Une belle distinction pour le cinéma marocain à Venise. Shaden Safieddine Tazi a décroché, samedi 12 septembre, le prix du meilleur court métrage de la section Orizzonti de la 83e Mostra de Venise pour Quelques instants de bonheur. La récompense figure au palmarès officiel dévoilé à l’issue du festival, qui s’est tenu du 2 au 12 septembre.

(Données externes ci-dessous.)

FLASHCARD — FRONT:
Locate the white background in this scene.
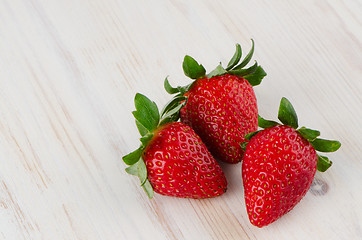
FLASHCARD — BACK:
[0,0,362,240]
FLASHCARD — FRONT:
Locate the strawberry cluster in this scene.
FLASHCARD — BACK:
[123,40,341,227]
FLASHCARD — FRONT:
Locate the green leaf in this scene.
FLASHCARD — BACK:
[126,159,154,199]
[140,133,153,147]
[207,63,227,78]
[297,127,321,142]
[245,130,261,140]
[137,159,147,186]
[226,43,241,71]
[163,77,179,94]
[122,147,143,165]
[234,39,254,70]
[182,55,206,79]
[126,162,138,176]
[160,102,186,126]
[177,82,195,96]
[161,96,186,117]
[258,114,280,128]
[142,179,154,199]
[278,97,298,129]
[135,119,148,137]
[229,61,258,77]
[132,93,160,132]
[317,155,332,172]
[244,66,267,86]
[311,138,341,152]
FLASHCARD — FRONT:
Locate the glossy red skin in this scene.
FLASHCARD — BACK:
[180,74,258,163]
[242,125,317,227]
[143,122,227,199]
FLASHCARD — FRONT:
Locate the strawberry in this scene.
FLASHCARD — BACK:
[242,98,341,227]
[165,41,266,163]
[123,94,227,199]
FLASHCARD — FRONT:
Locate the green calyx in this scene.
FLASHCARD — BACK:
[168,39,267,95]
[245,97,341,172]
[164,40,266,122]
[122,93,185,198]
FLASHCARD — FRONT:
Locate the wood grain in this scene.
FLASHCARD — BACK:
[0,0,362,240]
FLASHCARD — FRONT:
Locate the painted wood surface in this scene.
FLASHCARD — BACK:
[0,0,362,240]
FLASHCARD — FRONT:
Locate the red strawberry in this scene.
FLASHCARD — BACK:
[242,98,341,227]
[165,42,266,163]
[180,74,258,163]
[123,94,227,199]
[142,122,226,198]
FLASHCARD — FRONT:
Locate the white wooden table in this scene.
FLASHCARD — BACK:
[0,0,362,240]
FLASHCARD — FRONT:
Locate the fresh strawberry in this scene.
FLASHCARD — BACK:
[242,98,341,227]
[165,41,266,163]
[123,94,227,199]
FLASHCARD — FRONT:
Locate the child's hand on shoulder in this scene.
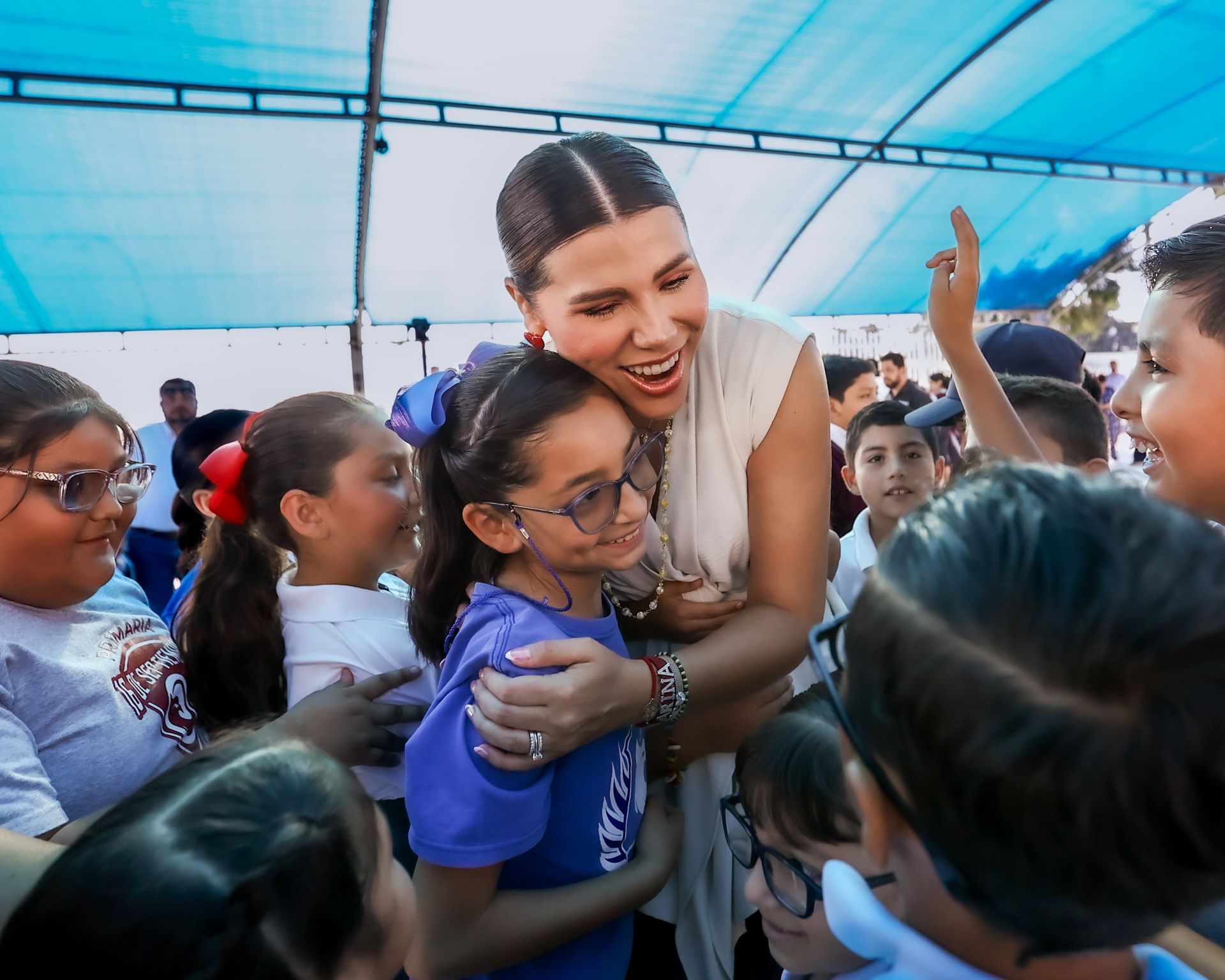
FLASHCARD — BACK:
[927,207,979,357]
[634,796,685,887]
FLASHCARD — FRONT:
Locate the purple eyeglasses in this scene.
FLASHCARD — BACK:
[485,433,664,534]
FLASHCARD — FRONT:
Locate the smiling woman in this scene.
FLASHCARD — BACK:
[463,132,829,977]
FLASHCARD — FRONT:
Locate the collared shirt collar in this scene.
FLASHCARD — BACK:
[850,510,877,572]
[277,568,409,622]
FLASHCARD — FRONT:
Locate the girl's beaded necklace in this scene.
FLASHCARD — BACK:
[602,419,672,620]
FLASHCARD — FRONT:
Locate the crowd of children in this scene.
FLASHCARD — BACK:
[0,130,1225,980]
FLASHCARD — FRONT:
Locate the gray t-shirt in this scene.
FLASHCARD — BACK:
[0,572,202,835]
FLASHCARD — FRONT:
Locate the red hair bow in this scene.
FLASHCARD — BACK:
[200,442,250,524]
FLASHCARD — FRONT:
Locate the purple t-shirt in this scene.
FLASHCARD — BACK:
[405,584,647,980]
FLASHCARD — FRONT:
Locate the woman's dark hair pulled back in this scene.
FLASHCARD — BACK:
[408,345,612,663]
[0,360,141,519]
[0,734,382,980]
[844,463,1225,954]
[498,132,685,299]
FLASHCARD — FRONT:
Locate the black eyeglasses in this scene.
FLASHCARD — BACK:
[0,463,157,513]
[719,795,896,919]
[485,433,664,534]
[808,612,990,908]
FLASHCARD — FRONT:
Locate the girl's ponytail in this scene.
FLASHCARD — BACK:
[408,442,498,664]
[177,521,285,731]
[176,392,380,730]
[390,345,612,663]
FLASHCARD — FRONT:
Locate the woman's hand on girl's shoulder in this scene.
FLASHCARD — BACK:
[267,666,425,766]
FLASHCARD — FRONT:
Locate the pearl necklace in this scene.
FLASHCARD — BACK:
[600,419,672,620]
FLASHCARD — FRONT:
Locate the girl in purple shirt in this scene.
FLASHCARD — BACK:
[399,346,681,980]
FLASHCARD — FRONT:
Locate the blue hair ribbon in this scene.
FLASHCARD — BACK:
[385,341,512,450]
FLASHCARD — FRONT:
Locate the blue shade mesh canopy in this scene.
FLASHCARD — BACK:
[0,104,360,333]
[0,0,1225,333]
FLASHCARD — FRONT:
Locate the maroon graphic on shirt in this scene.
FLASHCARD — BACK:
[101,618,200,754]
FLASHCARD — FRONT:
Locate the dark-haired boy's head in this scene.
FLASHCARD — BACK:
[843,402,944,535]
[843,466,1225,954]
[1000,375,1110,473]
[1111,216,1225,521]
[823,354,877,429]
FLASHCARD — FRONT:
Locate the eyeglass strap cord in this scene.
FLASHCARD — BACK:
[511,507,574,612]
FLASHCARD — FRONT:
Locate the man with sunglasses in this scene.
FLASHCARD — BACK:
[126,377,197,609]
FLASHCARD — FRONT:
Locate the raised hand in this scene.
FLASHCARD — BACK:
[927,207,979,357]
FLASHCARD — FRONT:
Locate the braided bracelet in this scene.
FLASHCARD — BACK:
[638,657,664,727]
[658,653,688,725]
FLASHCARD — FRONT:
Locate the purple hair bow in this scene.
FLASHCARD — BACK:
[386,341,511,450]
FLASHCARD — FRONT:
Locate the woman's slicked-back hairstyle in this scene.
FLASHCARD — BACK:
[0,734,383,980]
[175,392,382,731]
[844,464,1225,953]
[498,132,685,299]
[408,345,612,663]
[170,408,251,575]
[0,360,140,519]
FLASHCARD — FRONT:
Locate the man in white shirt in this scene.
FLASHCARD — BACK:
[824,354,877,538]
[128,377,196,612]
[1101,360,1127,459]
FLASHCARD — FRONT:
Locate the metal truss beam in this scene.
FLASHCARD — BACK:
[0,69,1225,188]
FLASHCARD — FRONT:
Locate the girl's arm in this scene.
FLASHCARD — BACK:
[463,339,829,771]
[406,798,683,980]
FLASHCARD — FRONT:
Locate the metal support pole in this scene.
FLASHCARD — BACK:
[349,0,390,394]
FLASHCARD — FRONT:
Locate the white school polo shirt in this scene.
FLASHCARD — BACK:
[835,511,876,609]
[277,568,438,800]
[132,421,179,531]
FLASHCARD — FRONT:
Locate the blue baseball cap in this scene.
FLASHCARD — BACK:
[907,320,1084,429]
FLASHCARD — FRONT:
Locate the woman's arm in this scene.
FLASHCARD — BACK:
[463,339,829,771]
[406,798,683,980]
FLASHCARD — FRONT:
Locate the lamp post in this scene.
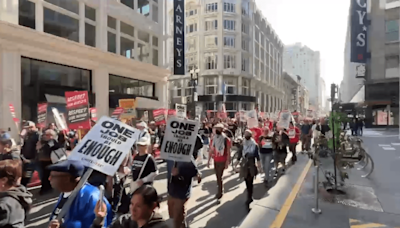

D’une durée de 18 minutes, ce documentaire produit entre la France et le Royaume-Uni suit une jeune cinéaste qui, après avoir quitté Beyrouth pour Paris, assiste à distance aux bombardements sur le Liban. Depuis son lit et à travers l’écran de son téléphone, elle suit les événements, échange quotidiennement avec son père et commence à enregistrer sa vie numérique. Le film explore ainsi l’exil, l’éloignement et cette expérience contemporaine qui consiste à voir un pays et ses proches traverser la guerre à travers un écran.
Parmi 2.500 candidatures
La distinction est d’autant plus notable que la compétition internationale Orizzonti Shorts était particulièrement sélective. La Biennale indique avoir reçu quelque 2.500 courts métrages cette année. Treize seulement ont été retenus en compétition pour le prix Orizzonti du meilleur court métrage, dont Quelques instants de bonheur, présenté en première mondiale.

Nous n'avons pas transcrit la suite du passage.